Mercedes-Benz has not sold Diesel cars in the United States for several years, but they have continued development and manufacture of them in Germany. The new four-valve engines are direct injection, not prechamber designs (there were a few four-valve prechambers in the late 1990s). No longer are the injection systems predominantly mechanical (they have been at least partially computerized since the earliest versions of the Electronic Diesel System in the late 1980’s), but now use electrically pulsed Piezo-injectors. Pressure still comes from a mechanically driven pump, however, into a very high-pressure version of the common rail fuel system seen on gasoline fuel injection systems. Timing is electronic, not mechanical. High pressure (almost 2000 bar!) is available even at idle, so they can use injectors with multiple very tiny nozzle holes instead of one. This allows even finer fuel atomization and approaches a more homogeneous mixture, avoiding those pockets of rich mixture (black smoke) and lean mixture (NOx). Since pressure is constant, there’s no ‘Diesel noise’ as cam lobes tap plungers — there are neither injection pump lobes nor plungers.
Will the new Mercedes-Benz Diesels show up in this country? Nobody’s saying for now, but it’s likely the emissions regulations for Diesel engines will have to settle before the company decides that.
A major problem right now is that the new direct-injection Mercedes-Benz Diesels use the new NOx-reducing exhaust catalyst incompatible with sulfur in the fuel.

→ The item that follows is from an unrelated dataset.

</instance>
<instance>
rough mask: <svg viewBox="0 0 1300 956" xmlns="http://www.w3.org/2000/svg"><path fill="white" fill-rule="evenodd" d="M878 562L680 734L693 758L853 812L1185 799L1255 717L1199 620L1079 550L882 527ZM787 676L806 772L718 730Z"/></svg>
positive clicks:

European fuel sources are relatively low-sulfur, while those for North America have more of the unsought element. Perhaps economical means will unfold for removing the sulfur, perhaps they’ll find some way to modify the catalyst system, or perhaps they’ll figure out an economical way to make sulfur-free synthetic Diesel fuel from natural gas. Stay tuned.
As there’s more emphasis on a reduction of CO2 because of ‘greenhouse-gas’ concerns, the return of the Diesels seems assured. The enormous improvement in fuel economy, and the corresponding enormous reduction in carbon dioxide emissions, will leave no alternative. Add to it the reasonable prospect of clean synthetic Diesel fuel, derived from local sources, and the future of the Diesel is also assured. In the long run, it may be the gas engine that’s imperiled.